Inflammation is a possible cause of variability in drug response and toxicity due to altered regulation in drug-metabolizing enzymes and transporters (DMETs) in humans. Here, we evaluate the clinical and in vitro evidence on inflammation-mediated modulation of DMETs, and the impact on drug metabolism in humans. Furthermore, we identify and discuss the gaps in our current knowledge. A systematic literature search on PubMed, Embase, and grey literature was performed in the period of February to September 2020. A total of 203 papers was included. In vitro studies in primary human hepatocytes revealed strong evidence that CYP3A4 is strongly downregulated by inflammatory cytokines IL-6 and IL-1β. CYP1A2, CYP2C9, CYP2C19, and CYP2D6 were downregulated to a lesser extent.
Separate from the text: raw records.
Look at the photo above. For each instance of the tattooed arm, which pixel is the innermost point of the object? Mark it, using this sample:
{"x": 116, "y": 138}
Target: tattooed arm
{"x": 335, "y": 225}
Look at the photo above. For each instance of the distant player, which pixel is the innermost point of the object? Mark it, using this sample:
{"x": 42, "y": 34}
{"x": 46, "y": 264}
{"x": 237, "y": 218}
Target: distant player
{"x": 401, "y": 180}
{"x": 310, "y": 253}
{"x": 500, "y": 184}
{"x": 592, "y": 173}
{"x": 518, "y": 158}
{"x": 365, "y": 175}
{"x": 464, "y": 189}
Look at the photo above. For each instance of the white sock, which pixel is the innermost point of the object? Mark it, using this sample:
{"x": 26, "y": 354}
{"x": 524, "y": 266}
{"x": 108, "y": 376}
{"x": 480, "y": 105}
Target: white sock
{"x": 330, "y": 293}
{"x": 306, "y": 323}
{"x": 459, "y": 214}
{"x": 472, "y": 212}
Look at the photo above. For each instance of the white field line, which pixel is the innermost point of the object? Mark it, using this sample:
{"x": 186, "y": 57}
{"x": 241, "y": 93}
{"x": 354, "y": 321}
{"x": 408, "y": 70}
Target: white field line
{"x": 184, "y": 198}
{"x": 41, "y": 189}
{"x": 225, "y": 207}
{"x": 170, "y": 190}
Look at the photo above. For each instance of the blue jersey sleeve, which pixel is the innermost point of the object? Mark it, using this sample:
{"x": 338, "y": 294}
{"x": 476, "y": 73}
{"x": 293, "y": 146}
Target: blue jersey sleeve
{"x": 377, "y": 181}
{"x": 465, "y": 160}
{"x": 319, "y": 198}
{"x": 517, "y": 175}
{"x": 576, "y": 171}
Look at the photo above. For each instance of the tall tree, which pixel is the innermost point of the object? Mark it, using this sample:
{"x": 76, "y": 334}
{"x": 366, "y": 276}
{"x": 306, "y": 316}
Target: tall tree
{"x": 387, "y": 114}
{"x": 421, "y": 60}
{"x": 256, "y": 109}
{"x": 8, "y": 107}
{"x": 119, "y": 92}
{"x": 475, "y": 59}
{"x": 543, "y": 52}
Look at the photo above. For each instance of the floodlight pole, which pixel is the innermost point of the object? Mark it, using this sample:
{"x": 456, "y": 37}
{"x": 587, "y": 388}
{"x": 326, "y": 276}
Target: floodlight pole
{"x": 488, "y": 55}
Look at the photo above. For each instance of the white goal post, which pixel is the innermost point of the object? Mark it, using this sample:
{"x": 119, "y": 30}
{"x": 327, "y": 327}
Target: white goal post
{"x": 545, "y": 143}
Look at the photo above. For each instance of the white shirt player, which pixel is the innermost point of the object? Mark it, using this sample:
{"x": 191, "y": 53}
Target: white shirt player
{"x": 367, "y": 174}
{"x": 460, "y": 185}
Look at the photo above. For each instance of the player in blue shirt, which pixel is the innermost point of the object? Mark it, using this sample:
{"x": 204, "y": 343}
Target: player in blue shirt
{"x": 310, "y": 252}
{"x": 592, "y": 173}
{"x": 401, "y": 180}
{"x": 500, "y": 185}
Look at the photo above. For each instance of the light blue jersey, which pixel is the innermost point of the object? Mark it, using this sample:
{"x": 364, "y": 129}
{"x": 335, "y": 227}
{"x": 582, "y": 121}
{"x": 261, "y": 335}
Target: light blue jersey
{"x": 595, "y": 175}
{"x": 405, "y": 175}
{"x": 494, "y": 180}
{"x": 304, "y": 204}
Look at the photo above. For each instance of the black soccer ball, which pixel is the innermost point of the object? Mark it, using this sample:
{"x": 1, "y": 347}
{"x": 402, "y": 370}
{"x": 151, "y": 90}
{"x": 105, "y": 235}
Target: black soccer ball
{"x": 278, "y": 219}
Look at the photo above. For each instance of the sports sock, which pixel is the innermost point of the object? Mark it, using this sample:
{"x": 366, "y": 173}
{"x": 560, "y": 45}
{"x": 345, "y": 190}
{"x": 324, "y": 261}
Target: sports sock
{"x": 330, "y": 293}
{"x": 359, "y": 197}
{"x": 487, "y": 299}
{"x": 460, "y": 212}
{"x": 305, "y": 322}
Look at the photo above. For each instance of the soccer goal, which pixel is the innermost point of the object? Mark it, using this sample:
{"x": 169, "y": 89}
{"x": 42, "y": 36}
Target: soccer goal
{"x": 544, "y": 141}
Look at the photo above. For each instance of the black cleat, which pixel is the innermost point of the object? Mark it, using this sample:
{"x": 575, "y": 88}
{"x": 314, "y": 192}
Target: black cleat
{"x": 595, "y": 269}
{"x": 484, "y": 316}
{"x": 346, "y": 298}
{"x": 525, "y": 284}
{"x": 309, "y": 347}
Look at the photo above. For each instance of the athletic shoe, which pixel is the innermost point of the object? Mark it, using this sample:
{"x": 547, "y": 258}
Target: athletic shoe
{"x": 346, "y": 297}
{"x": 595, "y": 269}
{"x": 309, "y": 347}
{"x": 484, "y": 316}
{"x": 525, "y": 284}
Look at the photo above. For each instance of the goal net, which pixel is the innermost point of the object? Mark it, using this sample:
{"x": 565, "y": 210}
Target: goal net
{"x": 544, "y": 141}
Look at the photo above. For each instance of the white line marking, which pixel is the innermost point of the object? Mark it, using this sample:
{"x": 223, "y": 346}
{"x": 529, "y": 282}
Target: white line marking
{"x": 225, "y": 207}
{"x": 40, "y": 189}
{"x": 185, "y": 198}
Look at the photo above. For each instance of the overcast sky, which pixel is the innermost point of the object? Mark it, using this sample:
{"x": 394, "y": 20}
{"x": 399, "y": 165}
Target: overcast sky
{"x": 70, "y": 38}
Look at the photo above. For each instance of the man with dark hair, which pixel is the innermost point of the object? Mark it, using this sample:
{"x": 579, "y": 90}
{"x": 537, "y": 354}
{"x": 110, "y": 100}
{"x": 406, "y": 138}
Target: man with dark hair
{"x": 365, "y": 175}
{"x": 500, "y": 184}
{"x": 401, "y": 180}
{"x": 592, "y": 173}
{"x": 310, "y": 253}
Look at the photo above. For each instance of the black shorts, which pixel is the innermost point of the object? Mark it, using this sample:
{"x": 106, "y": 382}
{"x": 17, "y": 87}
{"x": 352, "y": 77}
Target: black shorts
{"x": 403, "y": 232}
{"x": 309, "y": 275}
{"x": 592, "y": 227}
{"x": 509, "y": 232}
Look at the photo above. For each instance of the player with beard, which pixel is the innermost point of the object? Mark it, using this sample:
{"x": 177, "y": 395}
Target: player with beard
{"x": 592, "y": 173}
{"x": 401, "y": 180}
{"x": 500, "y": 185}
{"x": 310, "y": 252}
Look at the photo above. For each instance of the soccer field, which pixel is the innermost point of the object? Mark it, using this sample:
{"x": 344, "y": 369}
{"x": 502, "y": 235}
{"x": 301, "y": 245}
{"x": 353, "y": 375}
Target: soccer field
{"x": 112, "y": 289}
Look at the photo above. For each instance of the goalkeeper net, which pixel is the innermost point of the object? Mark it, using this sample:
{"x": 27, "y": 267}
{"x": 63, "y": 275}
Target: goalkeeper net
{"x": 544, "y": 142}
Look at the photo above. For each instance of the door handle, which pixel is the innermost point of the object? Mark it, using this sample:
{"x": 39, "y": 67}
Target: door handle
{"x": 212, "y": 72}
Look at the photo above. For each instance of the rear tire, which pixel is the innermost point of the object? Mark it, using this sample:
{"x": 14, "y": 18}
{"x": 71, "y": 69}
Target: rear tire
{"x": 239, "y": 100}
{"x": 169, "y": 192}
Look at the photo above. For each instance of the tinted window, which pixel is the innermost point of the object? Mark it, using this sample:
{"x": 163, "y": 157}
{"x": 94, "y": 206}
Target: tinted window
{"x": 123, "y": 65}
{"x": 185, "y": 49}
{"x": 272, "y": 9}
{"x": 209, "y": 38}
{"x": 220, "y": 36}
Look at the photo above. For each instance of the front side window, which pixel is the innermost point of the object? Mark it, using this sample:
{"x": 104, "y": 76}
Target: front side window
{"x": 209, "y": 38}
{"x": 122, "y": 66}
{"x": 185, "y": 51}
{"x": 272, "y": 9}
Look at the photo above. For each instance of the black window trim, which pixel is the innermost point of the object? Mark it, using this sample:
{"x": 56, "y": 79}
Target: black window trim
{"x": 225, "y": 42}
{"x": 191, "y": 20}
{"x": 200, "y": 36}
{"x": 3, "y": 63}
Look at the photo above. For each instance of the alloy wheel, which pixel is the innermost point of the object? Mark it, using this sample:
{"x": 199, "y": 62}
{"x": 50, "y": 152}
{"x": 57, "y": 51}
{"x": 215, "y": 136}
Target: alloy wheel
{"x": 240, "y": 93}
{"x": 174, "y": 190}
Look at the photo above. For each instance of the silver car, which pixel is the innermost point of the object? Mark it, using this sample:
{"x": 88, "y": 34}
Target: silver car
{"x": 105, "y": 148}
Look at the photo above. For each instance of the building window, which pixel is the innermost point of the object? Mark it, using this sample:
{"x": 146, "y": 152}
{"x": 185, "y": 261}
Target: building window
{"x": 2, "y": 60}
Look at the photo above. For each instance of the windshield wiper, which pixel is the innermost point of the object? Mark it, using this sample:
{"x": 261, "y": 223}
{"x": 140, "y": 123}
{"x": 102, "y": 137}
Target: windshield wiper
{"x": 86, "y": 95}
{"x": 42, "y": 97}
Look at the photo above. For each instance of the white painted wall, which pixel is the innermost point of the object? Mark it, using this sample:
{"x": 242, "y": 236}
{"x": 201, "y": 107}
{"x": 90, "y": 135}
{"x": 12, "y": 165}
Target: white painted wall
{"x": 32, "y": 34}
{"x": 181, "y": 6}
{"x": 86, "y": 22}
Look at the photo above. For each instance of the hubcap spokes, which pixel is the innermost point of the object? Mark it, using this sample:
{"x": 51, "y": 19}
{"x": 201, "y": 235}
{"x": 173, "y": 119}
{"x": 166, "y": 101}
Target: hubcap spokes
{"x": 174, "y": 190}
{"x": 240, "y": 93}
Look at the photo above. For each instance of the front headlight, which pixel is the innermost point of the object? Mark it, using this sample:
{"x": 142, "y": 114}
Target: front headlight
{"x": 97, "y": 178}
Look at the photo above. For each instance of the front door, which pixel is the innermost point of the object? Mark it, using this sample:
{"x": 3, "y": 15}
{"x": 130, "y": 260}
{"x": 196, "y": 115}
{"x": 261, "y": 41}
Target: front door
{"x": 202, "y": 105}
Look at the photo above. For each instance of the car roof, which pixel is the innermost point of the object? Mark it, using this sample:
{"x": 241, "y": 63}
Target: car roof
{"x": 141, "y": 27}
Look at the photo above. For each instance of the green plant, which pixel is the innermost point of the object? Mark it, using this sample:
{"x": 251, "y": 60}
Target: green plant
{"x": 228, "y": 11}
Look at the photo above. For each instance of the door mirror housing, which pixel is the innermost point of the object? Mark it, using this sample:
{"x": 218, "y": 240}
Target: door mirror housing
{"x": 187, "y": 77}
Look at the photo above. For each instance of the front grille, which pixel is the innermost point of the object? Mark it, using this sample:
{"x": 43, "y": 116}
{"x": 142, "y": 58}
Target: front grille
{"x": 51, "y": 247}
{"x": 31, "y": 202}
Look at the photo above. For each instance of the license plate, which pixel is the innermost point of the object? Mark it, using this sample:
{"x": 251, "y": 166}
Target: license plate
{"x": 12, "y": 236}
In clinical studies, acute and chronic inflammatory diseases were observed to cause downregulation of CYP enzymes in a similar pattern. However, there is no clear correlation between in vitro studies and clinical studies, mainly because most in vitro studies use supraphysiological cytokine doses. Moreover, clinical studies demonstrate considerable variability in terms of methodology and inconsistencies in evaluation of the inflammatory state. In conclusion, we find inflammation and pro-inflammatory cytokines to be important factors in regulation of drug-metabolizing enzymes and transporters. The observed downregulation is clinically relevant, and we emphasize caution when treating patients in an inflammatory state with narrow therapeutic index drugs. Further research is needed to identify the full extent of inflammation-mediated changes in DMETs and to further support personalized medicine.